In the foreground, the impluvium, with the carved supports of a marble table; at the left, between the entrances to the andron and the tablinum, the herm of Rufus.

The posts at the entrance were usually treated as pilasters, joined above by a cornice; architecturally the front of this room formed the most impressive feature of the atrium. Between the pilasters hung portières, which might be drawn back and fastened at the sides. In the house of the Silver Wedding the fastenings were found in place,—bronze disks from which a ship's beak projected, attached to the pilasters.

In early times the tablinum ordinarily had an opening at the rear also, but this was not so high as that in front, and could be closed by broad folding doors. In winter the doors were probably kept shut. In summer they were left open and the room, cool and airy, served as a dining room, a use which harmonizes well with a passage of Varro explaining the derivation of the name. "In the olden time," says this writer, "people used to take their meals in the winter by the hearth; in summer they ate out of doors, country folk in the court, city people in the tabulinum, which we understand to have been a summer house built of boards." The derivation of tabulinum, of which tablinum is a shortened form, from tabula, 'a board,' is obvious.

The period to which Varro refers antedates that of the oldest houses at Pompeii. The room which we call tablinum was then a deep recess at the rear of the atrium, open at the front, as now, but enclosed by a wall at the rear; against this wall was a veranda opening into the garden, toward which the board roof sloped. People took their meals in the veranda in summer, and to it the name tablinum was naturally applied. In the recess at the rear of the atrium, corresponding to the later tablinum, was the bed of the master of the house, called lectus adversus because 'facing' one who entered the front door.

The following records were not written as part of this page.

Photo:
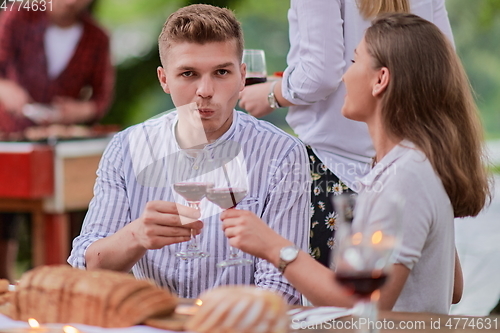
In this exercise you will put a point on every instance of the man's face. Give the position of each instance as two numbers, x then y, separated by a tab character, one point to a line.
210	75
68	9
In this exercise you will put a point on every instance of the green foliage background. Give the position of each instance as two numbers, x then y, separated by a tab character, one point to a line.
475	26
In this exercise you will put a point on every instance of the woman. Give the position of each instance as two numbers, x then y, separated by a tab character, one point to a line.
340	149
407	84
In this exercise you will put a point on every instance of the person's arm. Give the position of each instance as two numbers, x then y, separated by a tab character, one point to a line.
286	211
103	80
390	292
318	65
159	226
250	234
458	285
441	19
91	108
12	96
110	238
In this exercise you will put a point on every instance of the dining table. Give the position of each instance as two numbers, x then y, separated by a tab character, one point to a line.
49	179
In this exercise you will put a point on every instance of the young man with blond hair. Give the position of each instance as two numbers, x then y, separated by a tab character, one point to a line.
133	221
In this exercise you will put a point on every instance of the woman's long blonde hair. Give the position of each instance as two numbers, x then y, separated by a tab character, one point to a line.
429	101
372	8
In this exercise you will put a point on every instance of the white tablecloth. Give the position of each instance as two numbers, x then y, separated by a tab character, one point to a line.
6	322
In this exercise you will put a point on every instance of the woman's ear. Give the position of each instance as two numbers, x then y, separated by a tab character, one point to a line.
380	86
162	77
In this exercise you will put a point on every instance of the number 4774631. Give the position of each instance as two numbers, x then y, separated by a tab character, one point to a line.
29	5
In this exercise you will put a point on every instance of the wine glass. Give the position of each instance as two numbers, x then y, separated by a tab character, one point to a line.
190	182
256	66
367	244
230	187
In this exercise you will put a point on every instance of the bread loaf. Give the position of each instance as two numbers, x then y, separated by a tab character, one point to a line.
61	294
240	309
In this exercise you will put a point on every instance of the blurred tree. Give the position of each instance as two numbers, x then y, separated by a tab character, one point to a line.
489	10
218	3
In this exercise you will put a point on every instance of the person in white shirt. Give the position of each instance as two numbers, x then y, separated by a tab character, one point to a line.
134	223
323	35
408	85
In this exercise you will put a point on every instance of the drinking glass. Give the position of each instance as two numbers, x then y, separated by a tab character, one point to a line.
365	251
191	183
256	66
230	187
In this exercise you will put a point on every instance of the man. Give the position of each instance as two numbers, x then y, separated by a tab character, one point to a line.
133	221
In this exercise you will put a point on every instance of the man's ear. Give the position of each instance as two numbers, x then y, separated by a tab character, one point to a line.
383	79
162	77
243	70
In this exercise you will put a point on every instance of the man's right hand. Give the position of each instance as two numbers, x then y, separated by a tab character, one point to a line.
163	223
13	97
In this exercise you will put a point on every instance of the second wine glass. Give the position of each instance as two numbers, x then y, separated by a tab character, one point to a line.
365	251
230	188
191	183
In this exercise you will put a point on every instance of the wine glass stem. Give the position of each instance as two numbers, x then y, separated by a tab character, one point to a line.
234	253
368	310
193	243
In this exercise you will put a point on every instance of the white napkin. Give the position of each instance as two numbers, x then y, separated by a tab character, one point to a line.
6	322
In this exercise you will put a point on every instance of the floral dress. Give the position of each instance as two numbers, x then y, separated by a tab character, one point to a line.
323	217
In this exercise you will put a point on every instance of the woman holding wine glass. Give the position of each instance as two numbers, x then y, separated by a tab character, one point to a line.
323	35
408	85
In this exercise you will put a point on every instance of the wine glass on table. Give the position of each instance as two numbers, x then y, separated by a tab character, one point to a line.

As late as the reign of Augustus, long after it became the custom to set aside a closed apartment for the family room, a reminiscence of the ancient arrangement still remained in the couch which stood at the rear of the atrium or in the tablinum, which was called lectus adversus, or even lectus genialis.

The removal of the hearth and the bed from the atrium must have taken place when the small hole in the roof was replaced by the compluvium. A broad opening was made in the rear wall, and the place where the bed had been was turned into a light, airy room; this was now used as a summer room instead of the veranda, the name of which was in consequence transferred to it.

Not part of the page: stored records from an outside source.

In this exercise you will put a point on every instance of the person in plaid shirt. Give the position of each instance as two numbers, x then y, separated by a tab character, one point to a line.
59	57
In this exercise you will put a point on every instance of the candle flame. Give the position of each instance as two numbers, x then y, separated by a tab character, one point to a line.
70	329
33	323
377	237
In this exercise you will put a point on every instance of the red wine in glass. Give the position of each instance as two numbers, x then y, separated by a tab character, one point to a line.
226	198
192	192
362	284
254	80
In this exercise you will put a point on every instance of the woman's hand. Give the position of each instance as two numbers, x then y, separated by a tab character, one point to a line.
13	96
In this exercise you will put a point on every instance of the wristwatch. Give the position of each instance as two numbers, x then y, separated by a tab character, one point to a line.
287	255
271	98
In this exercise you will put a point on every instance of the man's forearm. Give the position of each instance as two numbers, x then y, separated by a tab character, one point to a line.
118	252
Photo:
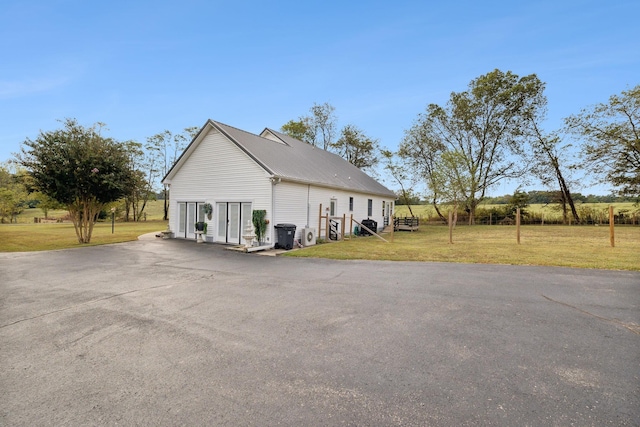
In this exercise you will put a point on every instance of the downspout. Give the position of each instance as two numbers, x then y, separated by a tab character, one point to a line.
308	204
275	180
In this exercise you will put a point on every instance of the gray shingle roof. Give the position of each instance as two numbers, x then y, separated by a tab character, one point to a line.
294	160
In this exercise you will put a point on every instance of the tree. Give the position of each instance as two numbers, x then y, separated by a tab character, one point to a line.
145	173
485	126
612	140
357	148
547	164
300	129
166	148
520	200
317	129
421	154
79	168
399	174
324	124
13	194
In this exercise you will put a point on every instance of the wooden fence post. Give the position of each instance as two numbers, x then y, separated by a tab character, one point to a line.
518	225
351	227
320	222
611	227
393	226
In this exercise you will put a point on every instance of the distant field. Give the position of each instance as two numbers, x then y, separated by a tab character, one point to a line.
548	212
154	211
40	237
585	246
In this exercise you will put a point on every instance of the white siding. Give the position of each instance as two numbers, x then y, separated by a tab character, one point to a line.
216	170
299	204
320	195
291	205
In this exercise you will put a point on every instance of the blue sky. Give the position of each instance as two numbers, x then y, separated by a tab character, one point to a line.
145	66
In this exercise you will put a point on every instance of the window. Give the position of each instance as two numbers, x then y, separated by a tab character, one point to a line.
182	215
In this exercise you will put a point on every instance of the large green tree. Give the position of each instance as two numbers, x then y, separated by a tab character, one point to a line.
80	168
12	193
482	128
318	128
165	148
611	134
357	148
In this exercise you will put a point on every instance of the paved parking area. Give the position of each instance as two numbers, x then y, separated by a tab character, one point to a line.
161	332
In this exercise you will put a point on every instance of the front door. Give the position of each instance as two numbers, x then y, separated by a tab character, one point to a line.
232	219
189	213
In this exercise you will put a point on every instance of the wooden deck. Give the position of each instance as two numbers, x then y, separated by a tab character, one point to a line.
408	223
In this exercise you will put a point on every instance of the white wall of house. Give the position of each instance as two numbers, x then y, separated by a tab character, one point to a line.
218	171
299	204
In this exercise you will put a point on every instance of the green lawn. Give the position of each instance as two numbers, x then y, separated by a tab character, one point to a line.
40	237
548	212
154	210
566	246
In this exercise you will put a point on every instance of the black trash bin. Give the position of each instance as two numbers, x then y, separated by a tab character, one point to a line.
286	234
370	224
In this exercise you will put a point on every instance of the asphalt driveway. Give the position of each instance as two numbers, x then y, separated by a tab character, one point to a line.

Even in later times, when the houses were extended by the addition, at the rear, of a peristyle with its group of apartments, the tablinum may often have been used as a summer dining room; but the tendency now was to withdraw the family life into the more secluded rooms about the peristyle. The tablinum, lying between the front and the rear of the house, was used as a reception room for guests who were not admitted into the privacy of the home; and here undoubtedly the master of the house received his clients.

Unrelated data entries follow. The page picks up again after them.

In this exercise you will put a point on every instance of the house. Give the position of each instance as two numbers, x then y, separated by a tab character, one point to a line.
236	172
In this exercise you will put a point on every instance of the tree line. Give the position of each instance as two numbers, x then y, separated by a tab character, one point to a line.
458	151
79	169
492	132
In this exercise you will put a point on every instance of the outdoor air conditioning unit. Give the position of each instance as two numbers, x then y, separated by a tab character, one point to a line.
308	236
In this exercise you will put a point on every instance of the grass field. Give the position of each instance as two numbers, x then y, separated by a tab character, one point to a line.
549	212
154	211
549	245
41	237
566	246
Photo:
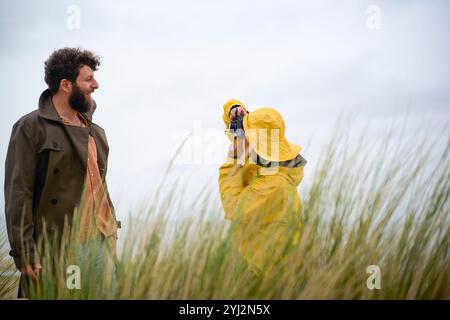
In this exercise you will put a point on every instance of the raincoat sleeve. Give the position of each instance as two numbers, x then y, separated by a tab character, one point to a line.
231	183
19	182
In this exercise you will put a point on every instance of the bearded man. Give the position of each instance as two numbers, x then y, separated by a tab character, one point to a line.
56	167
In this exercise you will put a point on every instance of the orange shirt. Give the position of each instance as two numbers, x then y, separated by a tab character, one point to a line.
95	211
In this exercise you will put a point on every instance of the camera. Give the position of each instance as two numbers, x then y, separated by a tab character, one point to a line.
237	127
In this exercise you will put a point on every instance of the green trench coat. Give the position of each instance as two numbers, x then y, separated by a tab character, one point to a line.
45	171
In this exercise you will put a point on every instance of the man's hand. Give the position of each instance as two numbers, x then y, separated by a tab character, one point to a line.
238	111
32	270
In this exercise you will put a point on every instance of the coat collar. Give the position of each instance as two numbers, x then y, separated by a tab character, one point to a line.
47	109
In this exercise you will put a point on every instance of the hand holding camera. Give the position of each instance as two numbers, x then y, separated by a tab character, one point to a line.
239	146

In the house of the Vettii the tablinum is omitted on account of the abundance of room; but at the rear of the atrium there are wide openings into the peristyle ([Fig. 158]).

IV. The Alae

The alae, the 'wings' of the atrium, were two deep recesses in the sides ([Fig. 115]). They were ordinarily at the rear, but were sometimes placed at the middle, as in the house of Epidius Rufus ([Fig. 149]). Vitruvius (VI. iv. 4) says that where the atrium is from 30 to 40 feet long, one third of the length should be taken for the breadth of the alae; in the case of larger atriums the breadth of these rooms should be proportionally less, being fixed at one fifth of the length for atriums from 80 to 100 feet long; the height at the entrance should be equal to the breadth.